Bleach doesn’t rinse the brain cells out.

snowberry's avatar

Workplace safety data sheets (WSDS) warn that sodium hypochlorite may be a neurotoxin and cause liver damage. I don’t know about brain damage, but the fact that it’s referred to as a possible neurotoxin makes me think it’s a possibility.

gailcalled's avatar

The oncology practice where my doctor works strongly recommends that I, as a breast cancer surviver, never swim in a chlorinated pool.

Cancer, chemo and radiation leave most of us with some brain fog, so it’s an indirect link.

marinelife's avatar

“Do household cleaning products pose a risk in pregnancy?
Although some household cleansers contain solvents, there are many safe alternatives. Read labels carefully and don’t use products (such as some oven cleaners) whose labels state that they are toxic.

Products that contain ammonia or chlorine are unlikely to harm your unborn baby, although their odors may cause you nausea. Open windows and doors and wear rubber gloves when using these products. Never mix ammonia and chlorine products because the combination produces fumes that are dangerous for anyone.

If you’re worried about household cleansers or bothered by their odors, you can use safe, natural products instead. For example, use baking soda as a powdered cleanser to scrub greasy areas, pots and pans, sinks, tubs and ovens. You also can use a mixture of vinegar and water to clean many surfaces, such as countertops.”


snowberry's avatar

It also depends on how much bleach you’ve been exposed to. The information from @marinelife‘s link is true if you aren’t exposed to very much chlorine.

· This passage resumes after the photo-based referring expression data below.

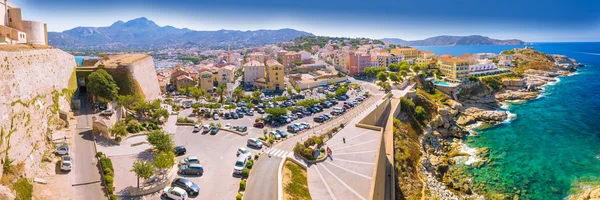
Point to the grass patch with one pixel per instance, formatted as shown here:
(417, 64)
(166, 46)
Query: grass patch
(295, 182)
(434, 96)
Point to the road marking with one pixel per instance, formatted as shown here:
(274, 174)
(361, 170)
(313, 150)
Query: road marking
(344, 183)
(367, 131)
(358, 174)
(325, 183)
(357, 162)
(357, 144)
(356, 152)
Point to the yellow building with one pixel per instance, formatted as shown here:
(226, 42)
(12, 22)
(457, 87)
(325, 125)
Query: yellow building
(206, 81)
(274, 77)
(409, 53)
(454, 68)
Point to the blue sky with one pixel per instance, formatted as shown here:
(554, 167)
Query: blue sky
(529, 20)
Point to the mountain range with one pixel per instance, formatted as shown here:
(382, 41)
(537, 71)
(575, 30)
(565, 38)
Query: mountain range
(446, 40)
(141, 33)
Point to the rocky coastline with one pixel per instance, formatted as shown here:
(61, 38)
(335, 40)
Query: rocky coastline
(452, 120)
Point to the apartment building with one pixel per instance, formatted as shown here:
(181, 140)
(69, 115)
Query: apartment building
(253, 70)
(455, 69)
(408, 52)
(274, 77)
(257, 56)
(15, 30)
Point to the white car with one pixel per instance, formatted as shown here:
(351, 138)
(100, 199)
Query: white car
(66, 163)
(62, 150)
(190, 160)
(175, 193)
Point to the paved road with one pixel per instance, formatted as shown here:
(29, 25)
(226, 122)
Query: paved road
(86, 169)
(262, 184)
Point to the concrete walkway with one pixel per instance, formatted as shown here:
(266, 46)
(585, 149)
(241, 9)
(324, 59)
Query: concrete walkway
(347, 174)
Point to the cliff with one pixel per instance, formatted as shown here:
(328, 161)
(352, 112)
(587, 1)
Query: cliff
(36, 85)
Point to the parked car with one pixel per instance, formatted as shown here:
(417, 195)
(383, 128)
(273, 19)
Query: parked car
(240, 164)
(259, 125)
(242, 129)
(206, 129)
(254, 142)
(189, 160)
(191, 188)
(107, 112)
(62, 150)
(179, 150)
(66, 163)
(243, 151)
(214, 129)
(196, 169)
(277, 136)
(306, 125)
(175, 193)
(319, 119)
(282, 133)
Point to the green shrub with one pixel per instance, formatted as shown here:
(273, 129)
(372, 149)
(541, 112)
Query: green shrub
(23, 188)
(250, 164)
(242, 185)
(245, 173)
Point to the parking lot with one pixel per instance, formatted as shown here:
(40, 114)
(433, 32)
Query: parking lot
(217, 153)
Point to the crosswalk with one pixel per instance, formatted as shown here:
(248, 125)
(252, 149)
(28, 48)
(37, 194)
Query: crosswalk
(279, 153)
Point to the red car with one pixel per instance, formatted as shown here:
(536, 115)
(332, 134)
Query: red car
(259, 125)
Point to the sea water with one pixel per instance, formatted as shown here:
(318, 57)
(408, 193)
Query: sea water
(552, 148)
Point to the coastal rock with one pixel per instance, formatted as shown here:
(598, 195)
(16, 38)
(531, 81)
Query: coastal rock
(477, 114)
(591, 194)
(515, 95)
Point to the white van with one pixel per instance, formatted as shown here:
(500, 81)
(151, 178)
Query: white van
(240, 164)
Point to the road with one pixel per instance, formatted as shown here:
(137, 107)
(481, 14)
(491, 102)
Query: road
(262, 183)
(86, 170)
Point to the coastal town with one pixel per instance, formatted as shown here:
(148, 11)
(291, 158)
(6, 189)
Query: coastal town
(310, 118)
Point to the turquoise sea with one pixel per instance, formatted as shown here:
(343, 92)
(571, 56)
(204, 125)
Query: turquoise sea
(552, 148)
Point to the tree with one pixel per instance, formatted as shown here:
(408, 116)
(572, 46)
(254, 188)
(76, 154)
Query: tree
(394, 67)
(394, 77)
(119, 128)
(420, 113)
(382, 76)
(256, 94)
(196, 93)
(102, 84)
(142, 169)
(164, 160)
(276, 111)
(160, 140)
(156, 114)
(238, 93)
(403, 72)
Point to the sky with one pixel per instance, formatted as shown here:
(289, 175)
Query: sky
(528, 20)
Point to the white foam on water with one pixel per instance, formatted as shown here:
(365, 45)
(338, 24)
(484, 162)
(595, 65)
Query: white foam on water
(509, 117)
(472, 158)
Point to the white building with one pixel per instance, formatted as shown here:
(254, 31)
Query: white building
(253, 70)
(15, 30)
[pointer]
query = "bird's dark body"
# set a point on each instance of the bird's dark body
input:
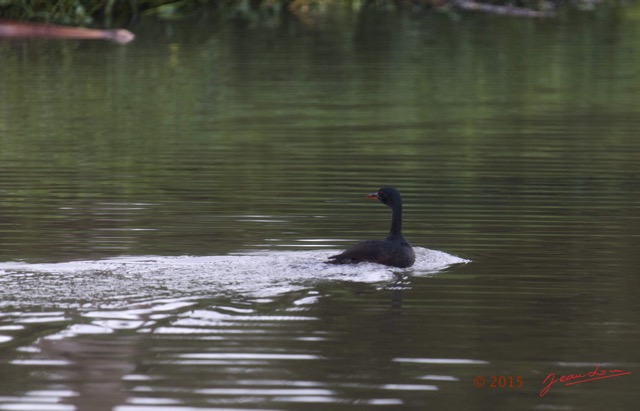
(378, 251)
(393, 251)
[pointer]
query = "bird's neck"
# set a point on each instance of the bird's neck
(396, 224)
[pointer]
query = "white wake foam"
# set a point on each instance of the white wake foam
(258, 274)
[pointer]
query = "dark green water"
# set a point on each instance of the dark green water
(165, 208)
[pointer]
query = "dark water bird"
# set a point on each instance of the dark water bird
(394, 250)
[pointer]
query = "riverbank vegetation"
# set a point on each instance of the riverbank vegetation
(109, 12)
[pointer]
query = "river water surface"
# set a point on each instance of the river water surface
(166, 209)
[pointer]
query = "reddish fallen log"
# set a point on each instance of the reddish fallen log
(13, 29)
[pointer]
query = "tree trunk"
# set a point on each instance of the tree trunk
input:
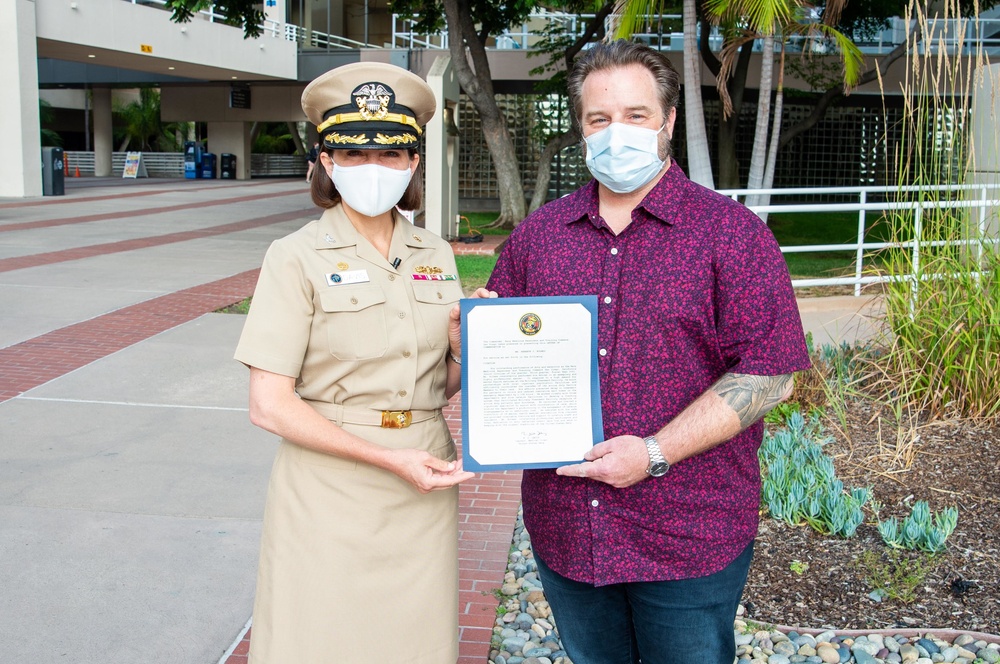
(729, 164)
(759, 155)
(468, 56)
(554, 146)
(699, 161)
(772, 156)
(294, 131)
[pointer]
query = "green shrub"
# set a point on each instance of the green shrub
(921, 530)
(800, 484)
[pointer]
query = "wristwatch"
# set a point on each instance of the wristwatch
(658, 466)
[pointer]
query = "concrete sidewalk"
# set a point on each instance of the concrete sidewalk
(131, 482)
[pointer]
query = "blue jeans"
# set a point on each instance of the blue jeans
(653, 622)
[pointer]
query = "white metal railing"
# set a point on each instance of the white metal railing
(287, 31)
(957, 36)
(984, 197)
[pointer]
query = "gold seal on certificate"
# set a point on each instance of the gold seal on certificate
(531, 394)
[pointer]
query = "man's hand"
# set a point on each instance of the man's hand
(426, 472)
(455, 324)
(620, 462)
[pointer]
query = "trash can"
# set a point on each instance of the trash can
(192, 160)
(208, 166)
(227, 166)
(53, 172)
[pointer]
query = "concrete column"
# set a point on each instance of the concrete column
(234, 138)
(441, 152)
(103, 139)
(21, 166)
(984, 146)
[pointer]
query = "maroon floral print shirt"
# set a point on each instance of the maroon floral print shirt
(693, 288)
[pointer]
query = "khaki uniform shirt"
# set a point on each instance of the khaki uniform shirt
(353, 330)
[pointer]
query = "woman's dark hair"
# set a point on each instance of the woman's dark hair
(325, 194)
(622, 53)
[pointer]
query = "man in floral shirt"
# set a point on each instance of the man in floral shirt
(644, 547)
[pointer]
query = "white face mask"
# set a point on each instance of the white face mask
(624, 158)
(369, 188)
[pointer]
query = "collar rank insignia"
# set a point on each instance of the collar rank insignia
(372, 100)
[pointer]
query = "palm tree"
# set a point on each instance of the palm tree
(768, 20)
(632, 13)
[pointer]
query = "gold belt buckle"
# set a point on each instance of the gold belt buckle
(396, 419)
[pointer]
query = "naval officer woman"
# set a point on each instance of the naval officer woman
(353, 346)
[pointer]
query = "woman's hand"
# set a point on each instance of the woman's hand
(455, 324)
(426, 472)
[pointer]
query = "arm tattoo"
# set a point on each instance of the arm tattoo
(752, 396)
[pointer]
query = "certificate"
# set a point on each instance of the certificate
(530, 388)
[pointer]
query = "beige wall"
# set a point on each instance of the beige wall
(21, 167)
(118, 32)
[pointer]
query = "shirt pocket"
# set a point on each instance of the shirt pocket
(355, 322)
(434, 301)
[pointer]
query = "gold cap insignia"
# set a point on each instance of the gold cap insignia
(372, 100)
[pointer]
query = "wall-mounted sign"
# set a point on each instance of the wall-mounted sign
(239, 96)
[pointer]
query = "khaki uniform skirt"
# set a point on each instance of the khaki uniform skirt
(356, 565)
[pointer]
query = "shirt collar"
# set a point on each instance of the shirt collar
(335, 231)
(662, 202)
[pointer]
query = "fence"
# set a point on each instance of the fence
(981, 197)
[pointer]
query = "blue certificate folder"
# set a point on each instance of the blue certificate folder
(529, 327)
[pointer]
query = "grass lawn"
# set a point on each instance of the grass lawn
(801, 228)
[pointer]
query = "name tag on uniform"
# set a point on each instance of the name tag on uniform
(435, 277)
(347, 277)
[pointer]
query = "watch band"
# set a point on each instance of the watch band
(658, 465)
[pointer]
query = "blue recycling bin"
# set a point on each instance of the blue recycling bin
(192, 160)
(208, 166)
(227, 166)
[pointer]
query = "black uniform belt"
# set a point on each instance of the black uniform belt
(387, 419)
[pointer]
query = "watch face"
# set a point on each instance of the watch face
(659, 469)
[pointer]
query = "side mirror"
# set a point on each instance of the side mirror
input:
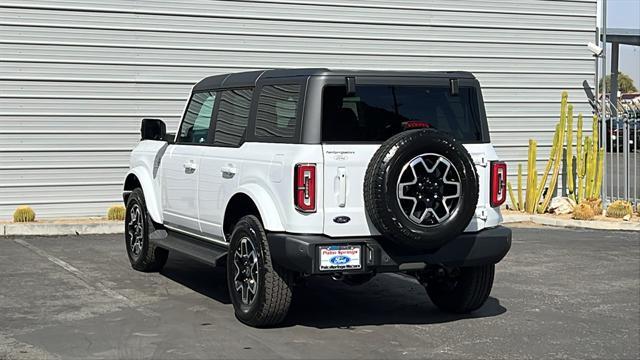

In addition if you are sensitive, I’m guessing it’s a bigger deal than if you’re not. I know some children who were absolutely a train wreck every day after swim class. Symptoms included headache, crying, short temper, and an inability to concentrate, which lasted for several hours after the class. We finally concluded that it was the heavily chlorinated pool water, because symptoms stopped as soon as classes stopped. Their symptoms went away, but we’ll never know if there was a little brain damage as a result.

Cruiser's avatar

I almost never use store bought cleaners anymore. Once I found out how cleaners do contain some rather nasty chemicals that manufactures can put in them and get away with it by putting ORMD labels on their products.

blueberry_kid's avatar

Kind of, because wouldn’t be like huffing spray paint?

WasCy's avatar

Welcome to Fluther.

Thank you! for this question.

I now have the perfect explanation for the state of my house: I’m not taking any chances.

Can you help me to explain my dog-hair carpet, too?

So, no, I don’t have an answer to your question, but let’s err on the side of caution, and avoid them all.

quarkquarkquark's avatar

Unless you’re prepubescent, the likelihood that long-term exposure to chemicals like bleach will affect your neurophysiology is very small. Conceivably, you might lose a few brain cells if you ingested that stuff, but then you’d probably also die.

YARNLADY's avatar

It depends on the nature of the exposure, but there are no long term studies to address your issue.